The WHO revised its 2009 guidelines of a recommended 28 days follow-up for ACTs with lumefantrine and 42 days for ACTs with mefloquine that aimed to capture most of the treatment failures without significant logistical difficulties and provide a reasonable approximation on drug efficacy. However, recent studies have reported a substantial proportion of homologous parasitaemia emerging in the peripheral blood after these recommended follow-up periods, suggesting that they warrant scrutiny.

This study, Temporal distribution of Plasmodium falciparum recrudescence following artemisinin combination therapies: An individual participant data meta-analysis, used individual patient data from 83 antimalarial efficacy studies collated in the WWARN repository where at least 28 days follow-up were available and using PCR genotyping, 519 (14.0%) recurrences were confirmed as recrudescent infections. The WWARN team found that restricting follow-up to day 28 for artemether-lumefantrine (AL) and day 42 for dihydroartemisinin-piperaquine (DP) overestimated the derived treatment efficacy estimates; the impact was relatively modest with a median overestimation in efficacy by 2.0 to 3.0 percentage points.

Recrudescent failures are associated with increased morbidity and are essential for the selection and onward transmission of de novo resistant parasites.
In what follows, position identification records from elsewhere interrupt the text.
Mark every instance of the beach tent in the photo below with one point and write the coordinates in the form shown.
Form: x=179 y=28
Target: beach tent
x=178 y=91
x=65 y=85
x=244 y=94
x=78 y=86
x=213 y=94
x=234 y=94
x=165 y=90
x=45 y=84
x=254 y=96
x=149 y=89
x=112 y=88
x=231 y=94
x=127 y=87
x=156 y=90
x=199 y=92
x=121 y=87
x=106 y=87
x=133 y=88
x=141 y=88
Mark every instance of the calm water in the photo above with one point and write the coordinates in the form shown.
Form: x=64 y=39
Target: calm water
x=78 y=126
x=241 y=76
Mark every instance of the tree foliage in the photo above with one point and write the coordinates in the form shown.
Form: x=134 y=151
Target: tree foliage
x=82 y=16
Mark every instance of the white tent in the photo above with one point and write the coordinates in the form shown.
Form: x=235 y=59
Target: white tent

See details of WWARN's Methodology Study Group and read the full results here.

 

NOTES TO EDITORS
The study explored the optimal follow-up duration to capture recrudescent parasites in therapeutic efficacy trials. Overall, 3703 recurrent infections were detected from 60 studies conducted in Africa (15,512 children aged <5 years) and 23 studies (5,272 patients of all ages) conducted in Asia and South America.